Tag Archives: hbo

Customer service is becoming an artifact of a time that has long since passed

The other night I was watching Game of Thrones on HBO Now through my Apple TV (yes, how many products can I mention in one sentence?). Up until now, Apple TV and HBO Now has been a great service where I’ve really enjoyed the shows and the quality used to bring them to me. However, on this evening (and the following week), I discovered that the sound for Game of Thrones is horrible, to the point where I couldn’t hear the dialogue at all. I ended up turning up the sound on my television to practically maximum and still couldn’t hear what anyone was saying. When the show ended, the sound kicked back in and nearly blew out the speakers in my TV. Both weeks, I’ve been unable to hear the sound on this one show. I can hear it fine on every other show, both on and off the HBO Now service.

So, I sent an email to the customer support people at HBO Now and received one of those “we thank you for contacting us but we’ll have a real person get back to you later” responses. A day later, I received the most generic response ever, indicating that NO ONE read the email, but it was filtered through some program that must have caught the word “sound” or “volume” and then told me to go through the FAQ they have about how to handle problems with adjusting the volume with an Apple TV. Really? In other words, no human is EVER going to deal with the issue. In other words, having a customer support system is a joke and an insult to anyone who may ever feel the need to use it.

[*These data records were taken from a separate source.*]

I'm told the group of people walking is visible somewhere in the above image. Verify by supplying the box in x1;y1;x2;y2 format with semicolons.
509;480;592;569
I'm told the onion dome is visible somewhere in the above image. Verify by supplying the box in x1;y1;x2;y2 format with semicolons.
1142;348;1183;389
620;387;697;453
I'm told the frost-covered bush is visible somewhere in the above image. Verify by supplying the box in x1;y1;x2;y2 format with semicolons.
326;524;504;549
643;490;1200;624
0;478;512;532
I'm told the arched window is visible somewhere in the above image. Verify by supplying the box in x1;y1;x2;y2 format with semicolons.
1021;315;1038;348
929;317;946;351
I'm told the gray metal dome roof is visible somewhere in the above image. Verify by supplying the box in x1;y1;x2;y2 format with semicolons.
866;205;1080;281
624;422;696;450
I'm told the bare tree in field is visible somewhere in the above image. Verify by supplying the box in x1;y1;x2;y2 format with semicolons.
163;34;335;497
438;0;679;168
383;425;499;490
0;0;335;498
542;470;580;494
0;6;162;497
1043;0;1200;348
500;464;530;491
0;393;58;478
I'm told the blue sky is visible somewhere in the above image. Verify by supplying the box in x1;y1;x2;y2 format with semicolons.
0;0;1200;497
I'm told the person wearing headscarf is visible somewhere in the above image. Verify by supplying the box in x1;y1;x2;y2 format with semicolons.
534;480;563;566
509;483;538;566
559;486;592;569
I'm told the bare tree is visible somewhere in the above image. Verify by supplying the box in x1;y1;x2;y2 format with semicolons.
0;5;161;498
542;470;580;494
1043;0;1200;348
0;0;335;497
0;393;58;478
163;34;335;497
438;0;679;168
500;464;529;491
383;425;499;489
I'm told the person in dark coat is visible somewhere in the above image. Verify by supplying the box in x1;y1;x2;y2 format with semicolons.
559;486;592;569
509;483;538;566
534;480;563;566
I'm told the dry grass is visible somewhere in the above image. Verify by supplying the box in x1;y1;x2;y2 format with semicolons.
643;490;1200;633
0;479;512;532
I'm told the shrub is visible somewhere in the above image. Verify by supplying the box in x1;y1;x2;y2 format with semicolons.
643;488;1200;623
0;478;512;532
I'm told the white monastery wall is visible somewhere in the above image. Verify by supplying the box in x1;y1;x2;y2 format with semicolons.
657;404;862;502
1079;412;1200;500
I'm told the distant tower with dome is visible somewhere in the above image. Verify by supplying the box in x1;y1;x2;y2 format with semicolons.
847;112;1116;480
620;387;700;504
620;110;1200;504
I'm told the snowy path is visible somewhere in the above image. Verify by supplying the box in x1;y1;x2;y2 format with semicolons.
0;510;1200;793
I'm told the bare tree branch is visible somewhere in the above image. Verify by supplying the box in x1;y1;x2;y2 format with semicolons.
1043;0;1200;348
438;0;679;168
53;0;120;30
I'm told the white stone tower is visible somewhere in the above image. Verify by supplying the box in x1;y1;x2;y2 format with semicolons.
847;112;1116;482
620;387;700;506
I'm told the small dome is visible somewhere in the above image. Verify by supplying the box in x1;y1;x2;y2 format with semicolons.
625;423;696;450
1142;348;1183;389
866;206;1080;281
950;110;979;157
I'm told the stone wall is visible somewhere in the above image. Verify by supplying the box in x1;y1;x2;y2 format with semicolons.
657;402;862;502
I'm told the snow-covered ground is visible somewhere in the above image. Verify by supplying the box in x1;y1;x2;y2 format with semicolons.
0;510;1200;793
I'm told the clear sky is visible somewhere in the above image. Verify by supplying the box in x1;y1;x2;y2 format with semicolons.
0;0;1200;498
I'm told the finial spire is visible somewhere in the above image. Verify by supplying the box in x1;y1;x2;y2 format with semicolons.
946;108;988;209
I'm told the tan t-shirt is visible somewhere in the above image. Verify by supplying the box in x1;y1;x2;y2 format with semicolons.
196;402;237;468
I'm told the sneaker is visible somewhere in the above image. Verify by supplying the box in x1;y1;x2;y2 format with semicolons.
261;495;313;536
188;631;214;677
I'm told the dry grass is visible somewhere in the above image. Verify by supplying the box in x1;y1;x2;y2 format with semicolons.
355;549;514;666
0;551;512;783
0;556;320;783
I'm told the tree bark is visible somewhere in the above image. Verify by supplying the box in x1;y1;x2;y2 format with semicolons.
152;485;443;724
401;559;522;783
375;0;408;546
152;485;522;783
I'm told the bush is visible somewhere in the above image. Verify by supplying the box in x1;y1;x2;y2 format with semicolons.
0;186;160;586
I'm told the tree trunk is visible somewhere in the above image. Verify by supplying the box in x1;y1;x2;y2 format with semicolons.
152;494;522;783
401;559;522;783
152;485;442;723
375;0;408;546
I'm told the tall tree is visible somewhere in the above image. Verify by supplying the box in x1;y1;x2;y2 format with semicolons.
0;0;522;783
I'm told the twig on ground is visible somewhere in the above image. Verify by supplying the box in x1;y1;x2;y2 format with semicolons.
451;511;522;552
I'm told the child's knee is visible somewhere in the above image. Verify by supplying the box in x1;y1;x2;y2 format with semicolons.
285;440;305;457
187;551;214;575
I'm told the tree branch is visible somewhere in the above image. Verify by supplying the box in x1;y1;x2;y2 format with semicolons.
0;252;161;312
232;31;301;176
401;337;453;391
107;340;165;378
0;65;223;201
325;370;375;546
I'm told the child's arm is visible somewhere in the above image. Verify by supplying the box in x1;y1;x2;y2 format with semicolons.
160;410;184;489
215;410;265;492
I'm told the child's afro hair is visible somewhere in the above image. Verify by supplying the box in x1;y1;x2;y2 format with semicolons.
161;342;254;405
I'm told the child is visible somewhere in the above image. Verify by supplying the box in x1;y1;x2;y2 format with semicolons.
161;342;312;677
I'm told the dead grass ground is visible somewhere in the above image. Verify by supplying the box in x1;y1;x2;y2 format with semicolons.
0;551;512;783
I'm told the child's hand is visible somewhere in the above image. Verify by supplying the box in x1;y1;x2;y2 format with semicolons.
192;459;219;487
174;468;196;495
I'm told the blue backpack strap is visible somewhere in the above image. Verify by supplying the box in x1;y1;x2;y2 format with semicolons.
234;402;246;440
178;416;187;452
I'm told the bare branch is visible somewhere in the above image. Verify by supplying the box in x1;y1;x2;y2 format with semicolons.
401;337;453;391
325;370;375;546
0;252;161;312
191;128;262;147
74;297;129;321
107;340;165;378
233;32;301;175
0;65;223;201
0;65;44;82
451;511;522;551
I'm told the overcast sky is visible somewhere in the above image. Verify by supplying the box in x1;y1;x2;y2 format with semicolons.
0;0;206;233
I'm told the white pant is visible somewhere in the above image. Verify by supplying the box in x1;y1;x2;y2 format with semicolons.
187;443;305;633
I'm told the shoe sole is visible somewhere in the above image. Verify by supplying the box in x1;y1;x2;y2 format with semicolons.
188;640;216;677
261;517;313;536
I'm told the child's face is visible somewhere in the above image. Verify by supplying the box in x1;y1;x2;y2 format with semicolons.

If this was just a one-off situation, I’d just chalk it up to that sort of thing. But no, I’m starting to run across this ALL THE TIME. An example: Electronic Arts, the company that is constantly competing with Comcast for the worst customer service on the planet. Some years back, back when the Internet was young, I used to play Star Wars: The Old Republic. And then I quit. A couple of years later, I decided to play it again. Except there was a problem. Let me explain.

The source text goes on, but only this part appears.